Scholtz, 1993. Ensuring adequate pain relief for seriously ill patients.
2.28.2008 1:37pm
LM (mail):
ejo,

all I see are anecdotes about how rough it is to get painkillers while, in my practice, I routinely see folks with multiple scripts from multiple doctors who are completely clueless about what is being taken. I guess I am supposed to credit anecdotes over my lying eyes.

False dichotomies won't reveal the truth behind either the anecdotes or your lying eyes. Why your direct observation of one type of abuse should lead you to be cynically skeptical of the other I won't speculate, but it's an attitude neither informed by nor consistent with logic.

What percentage of doctors committing either sort of prescription abuse do you think it would take to generate the incidents of under and over-prescribing reported here? Pretty low I'd guess. Which means the range of percentages of doctors who deviate from proper practice either way might be anywhere from very low to a significant minority without conflicting whatsoever with a like range deviating the other way. What the actual percentages are, I have no idea. But I find the reports, anecdotal or not, of both types very credible. In any event, there's no logical reason either is inconsistent with the other. Indeed, as I pointed out in my cousin's case, from the patient's side in some instances one may be a pre-cursor to the other.
2.28.2008 3:33pm
Mary Katherine Day-Petrano (mail):
"I agree completely with BruceM. And how is it not practicing medicine without a license (which in most jurisdictions is a criminal offense) for a non-MD DEA agent to decide what is a legitimate dosage?

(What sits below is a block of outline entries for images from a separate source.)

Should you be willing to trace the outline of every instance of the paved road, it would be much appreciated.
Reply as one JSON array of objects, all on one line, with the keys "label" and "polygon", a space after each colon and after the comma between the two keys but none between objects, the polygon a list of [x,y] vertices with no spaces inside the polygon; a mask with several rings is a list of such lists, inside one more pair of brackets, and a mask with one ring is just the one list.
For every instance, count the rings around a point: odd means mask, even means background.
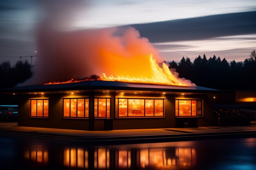
[{"label": "paved road", "polygon": [[18,126],[16,122],[0,122],[0,132],[18,134],[64,138],[91,143],[155,142],[209,139],[238,135],[256,137],[256,125],[246,126],[200,127],[193,128],[87,131]]}]

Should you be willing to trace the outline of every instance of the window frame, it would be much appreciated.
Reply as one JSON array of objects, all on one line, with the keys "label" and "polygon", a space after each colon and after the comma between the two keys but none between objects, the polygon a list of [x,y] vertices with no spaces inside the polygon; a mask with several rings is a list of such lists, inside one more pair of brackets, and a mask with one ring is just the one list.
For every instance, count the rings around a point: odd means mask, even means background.
[{"label": "window frame", "polygon": [[[30,100],[30,113],[29,113],[29,117],[33,117],[33,118],[48,118],[49,117],[49,99],[47,98],[44,98],[44,99],[31,99]],[[31,103],[32,100],[36,100],[36,116],[32,116],[32,110],[31,108]],[[38,100],[43,100],[43,116],[38,116],[38,114],[37,112],[37,101]],[[45,100],[48,100],[48,116],[45,116],[44,114],[44,104]]]},{"label": "window frame", "polygon": [[[97,117],[95,117],[95,99],[97,99]],[[106,99],[106,117],[99,117],[99,99]],[[109,117],[108,117],[108,104],[107,104],[107,99],[109,99]],[[99,119],[105,119],[105,118],[110,118],[111,117],[110,116],[110,113],[111,113],[111,97],[94,97],[93,99],[94,102],[94,112],[93,112],[93,117],[95,118],[99,118]]]},{"label": "window frame", "polygon": [[[69,111],[69,115],[70,116],[64,116],[64,99],[69,99],[70,100],[70,111]],[[71,117],[71,107],[70,107],[70,103],[71,102],[72,99],[76,99],[76,117]],[[83,99],[84,101],[84,106],[83,107],[84,111],[84,116],[83,117],[79,117],[78,114],[77,113],[78,109],[77,109],[77,105],[78,105],[78,99]],[[88,108],[88,117],[86,117],[85,115],[86,114],[85,114],[85,99],[88,99],[88,103],[90,102],[90,99],[89,97],[77,97],[77,98],[74,98],[74,97],[67,97],[67,98],[62,98],[62,117],[63,118],[67,118],[67,119],[89,119],[89,115],[90,113],[89,108]]]},{"label": "window frame", "polygon": [[[180,100],[190,100],[191,102],[191,115],[190,116],[180,116],[180,103],[179,101]],[[195,116],[192,116],[192,101],[195,101],[196,102],[196,107],[195,107]],[[176,101],[178,101],[178,115],[176,115]],[[201,108],[199,109],[198,109],[197,108],[197,102],[198,101],[201,101]],[[202,112],[202,114],[200,115],[198,114],[198,110],[201,110]],[[203,117],[203,100],[202,99],[175,99],[175,117]]]},{"label": "window frame", "polygon": [[[149,117],[165,117],[165,100],[166,99],[165,98],[125,98],[125,97],[117,97],[115,99],[117,99],[117,116],[116,117],[117,118],[149,118]],[[119,99],[127,99],[127,116],[119,116]],[[144,100],[144,116],[129,116],[129,99],[140,99]],[[116,100],[115,99],[115,102]],[[153,116],[146,116],[146,100],[154,100],[154,115]],[[155,100],[163,100],[163,115],[162,116],[156,116],[155,115]],[[115,105],[117,104],[116,103],[115,103]],[[116,110],[117,111],[117,110]]]}]

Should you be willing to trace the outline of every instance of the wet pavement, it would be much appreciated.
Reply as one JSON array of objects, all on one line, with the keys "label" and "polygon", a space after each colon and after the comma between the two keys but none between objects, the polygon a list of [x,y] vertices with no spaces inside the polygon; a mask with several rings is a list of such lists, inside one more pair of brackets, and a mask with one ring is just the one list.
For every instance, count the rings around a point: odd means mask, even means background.
[{"label": "wet pavement", "polygon": [[83,141],[0,133],[1,169],[256,169],[256,138],[88,146]]},{"label": "wet pavement", "polygon": [[86,131],[18,126],[16,122],[0,122],[0,132],[58,137],[91,143],[124,144],[191,140],[231,135],[256,136],[256,125],[246,126]]}]

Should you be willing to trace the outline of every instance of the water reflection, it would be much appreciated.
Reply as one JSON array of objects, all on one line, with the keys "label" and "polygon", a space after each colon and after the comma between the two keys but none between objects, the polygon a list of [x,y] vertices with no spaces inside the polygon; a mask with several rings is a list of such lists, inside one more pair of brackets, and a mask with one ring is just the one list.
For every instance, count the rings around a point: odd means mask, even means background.
[{"label": "water reflection", "polygon": [[[3,146],[4,141],[0,140],[0,144]],[[36,143],[38,144],[36,140],[31,142],[24,140],[19,143],[20,145],[12,145],[13,149],[10,150],[15,151],[17,154],[10,155],[8,160],[15,160],[17,163],[10,164],[6,161],[5,162],[2,160],[7,159],[3,159],[4,157],[1,157],[0,154],[0,162],[3,167],[10,166],[18,169],[22,167],[31,170],[42,168],[220,170],[230,169],[223,167],[239,166],[249,166],[252,169],[256,169],[255,138],[104,147],[84,146],[82,144],[70,145],[70,143],[62,144],[58,141],[53,143],[52,141],[42,142],[42,145],[35,144]],[[7,151],[4,152],[5,155],[8,155]]]},{"label": "water reflection", "polygon": [[66,149],[63,152],[63,165],[73,168],[88,168],[88,151],[81,148]]},{"label": "water reflection", "polygon": [[[109,169],[114,167],[116,169],[131,169],[132,165],[134,166],[132,168],[138,169],[165,168],[170,166],[184,168],[196,165],[196,152],[191,148],[120,150],[99,148],[94,150],[94,152],[92,150],[90,153],[88,150],[80,148],[65,149],[64,166],[88,169],[89,160],[94,160],[94,169]],[[92,157],[92,159],[90,159],[90,157]]]},{"label": "water reflection", "polygon": [[140,168],[191,167],[196,164],[196,152],[192,148],[146,149],[138,151]]},{"label": "water reflection", "polygon": [[48,151],[42,150],[26,150],[24,152],[24,157],[26,159],[35,163],[45,165],[48,164]]},{"label": "water reflection", "polygon": [[109,168],[109,150],[105,148],[96,148],[94,152],[95,169]]}]

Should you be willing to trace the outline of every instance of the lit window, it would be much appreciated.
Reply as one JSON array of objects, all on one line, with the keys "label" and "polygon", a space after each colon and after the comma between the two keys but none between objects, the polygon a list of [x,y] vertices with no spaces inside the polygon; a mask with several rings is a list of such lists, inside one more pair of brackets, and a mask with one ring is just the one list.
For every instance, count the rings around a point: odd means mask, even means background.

(For that matter, how is it not practicing medicine without a license for an HMO to decide what procedures a patient needs, but that's another topic.)"

I agree. And similarly, when a person's doctors prescribe certain pain medication and machines and/or other devices and services for alleviation of a condition, how is it not practicing medicine without a license for a Court's "ADA Coordinator" or a Judge or a Judge's law clerk to not follow the doctor's prescription and/or prescribe something else that is not appropriate or effective or is even harmful?